London has said the report will be published after the Dec. 12 general election. However, given the febrile atmosphere around one of the UK’s most bitterly-fought campaigns in a generation, it seems more than likely that one of the members of the all-party Intelligence and Security committee will leak the contents.
Meanwhile Johnson’s opponents will accuse him of covering up findings, which they will claim prove Moscow’s interference in the decisions of the British electorate. This would destroy his key argument that the Brexit vote was unequivocal and should be respected.
Clinton’s BBC interviews in which she launched her intervention are being hailed by politicians opposed to the country’s EU withdrawal. However, they choose to overlook the fact that Clinton’s own claims that Russian electoral interference caused her to lose the presidential battle to Donald Trump have been largely rejected by US investigators.
It has to be certain that Moscow seeks to promote overseas politicians whose policies they deem to best represent Russian interests. Around the world, Washington itself has done no less and has indeed been party to the overthrow of governments generally for their left-wing agenda. But the argument now, that the Kremlin has managed to have a decisive impact on elections in the world’s two leading democracies, is quite startling and deserves deep analysis.
If the Russians had found a way to actually manipulate the vote counts or hack electronic voting machines, then for sure this interference would be appalling. But that is not what Clinton and others are saying. Their accusation is that by distributing biased messages using hundreds of thousands of fake social media identities, Moscow has fooled electorates into voting the way they have. Given that companies spend billions on advertising in the hope that they will influence people to buy their products, this is superficially a reasonable argument.
But voters at election time are not acting as consumers. They are choosing politicians who best represent their views. A minority of electorates will always vote tribally. Power is generally won and lost by the “swing voters” who choose after examining the arguments. Moscow or any other outside country can try and peddle particular views but it is surely the case that voters already know the local issues. At best, foreign interference in campaigns will have a marginal impact.
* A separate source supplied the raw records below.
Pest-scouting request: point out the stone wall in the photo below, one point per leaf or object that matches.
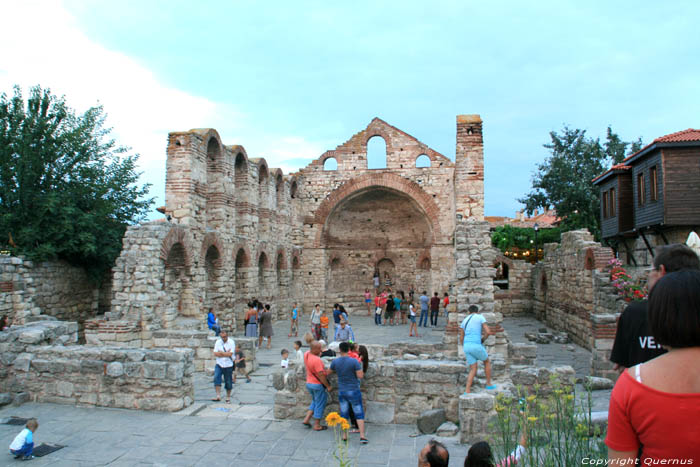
(515, 297)
(52, 288)
(125, 334)
(35, 359)
(573, 294)
(393, 392)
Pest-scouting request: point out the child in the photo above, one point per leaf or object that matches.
(23, 444)
(240, 365)
(299, 355)
(324, 325)
(412, 316)
(294, 327)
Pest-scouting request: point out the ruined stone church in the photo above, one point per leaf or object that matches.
(236, 228)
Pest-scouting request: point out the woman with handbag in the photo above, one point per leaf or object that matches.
(472, 333)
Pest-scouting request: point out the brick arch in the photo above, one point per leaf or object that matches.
(176, 235)
(425, 255)
(267, 264)
(246, 251)
(378, 180)
(281, 251)
(211, 239)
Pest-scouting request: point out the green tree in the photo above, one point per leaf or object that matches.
(563, 180)
(67, 190)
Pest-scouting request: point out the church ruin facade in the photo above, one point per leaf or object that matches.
(236, 228)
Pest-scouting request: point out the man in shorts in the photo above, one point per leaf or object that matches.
(350, 373)
(470, 335)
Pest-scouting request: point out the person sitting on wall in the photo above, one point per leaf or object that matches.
(634, 342)
(471, 337)
(434, 454)
(213, 322)
(344, 333)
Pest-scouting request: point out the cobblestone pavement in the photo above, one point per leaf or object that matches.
(244, 432)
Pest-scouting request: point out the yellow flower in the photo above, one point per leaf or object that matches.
(333, 419)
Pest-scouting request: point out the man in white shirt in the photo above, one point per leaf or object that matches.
(223, 351)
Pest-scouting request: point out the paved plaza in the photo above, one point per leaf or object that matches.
(243, 433)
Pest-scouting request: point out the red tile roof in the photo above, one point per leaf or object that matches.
(685, 136)
(680, 136)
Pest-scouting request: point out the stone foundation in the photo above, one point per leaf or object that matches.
(35, 360)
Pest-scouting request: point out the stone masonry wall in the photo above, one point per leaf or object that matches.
(52, 288)
(517, 299)
(573, 295)
(34, 359)
(393, 392)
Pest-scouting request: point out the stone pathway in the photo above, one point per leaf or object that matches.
(243, 433)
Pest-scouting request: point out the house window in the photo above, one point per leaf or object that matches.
(605, 204)
(612, 202)
(653, 179)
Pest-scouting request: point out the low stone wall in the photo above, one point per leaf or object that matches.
(393, 392)
(516, 300)
(125, 334)
(53, 288)
(34, 360)
(477, 414)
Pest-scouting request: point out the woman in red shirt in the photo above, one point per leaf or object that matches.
(655, 406)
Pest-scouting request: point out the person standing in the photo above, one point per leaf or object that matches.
(434, 309)
(251, 319)
(344, 333)
(316, 322)
(224, 349)
(213, 322)
(390, 310)
(324, 325)
(294, 325)
(265, 327)
(397, 309)
(377, 310)
(445, 302)
(317, 384)
(412, 329)
(634, 343)
(424, 300)
(350, 372)
(470, 337)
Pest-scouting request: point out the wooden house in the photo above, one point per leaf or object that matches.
(655, 192)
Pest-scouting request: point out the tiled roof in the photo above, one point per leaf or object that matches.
(680, 136)
(685, 136)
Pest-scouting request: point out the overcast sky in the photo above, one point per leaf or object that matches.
(289, 80)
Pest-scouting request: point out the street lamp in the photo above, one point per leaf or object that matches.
(537, 228)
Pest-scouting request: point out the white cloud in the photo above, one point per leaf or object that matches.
(44, 45)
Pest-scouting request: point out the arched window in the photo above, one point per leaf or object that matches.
(501, 279)
(262, 265)
(376, 153)
(330, 164)
(279, 190)
(422, 161)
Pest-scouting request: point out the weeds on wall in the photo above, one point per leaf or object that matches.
(623, 283)
(554, 429)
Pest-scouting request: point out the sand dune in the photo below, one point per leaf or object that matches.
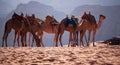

The case advanced by Clinton and others is therefore extremely weak. But it does say a great deal about their own view of the electorates which have spurned them; Clinton herself described Trump supporters as a “basket of deplorables”. Her comments reflect the contempt in which the Western liberal elite holds voters who have rejected their long post-war hold on power. Unable to accept that the popular tide has turned against them, they choose to characterize their electorates as fools who have allowed themselves to be duped by malign, controlling foreign propaganda. Clinton, along with members of the British establishment dedicated to EU membership, cannot accept that they lost their arguments on their own terms. Instead they advance the fake view that the vote against them was somehow rigged.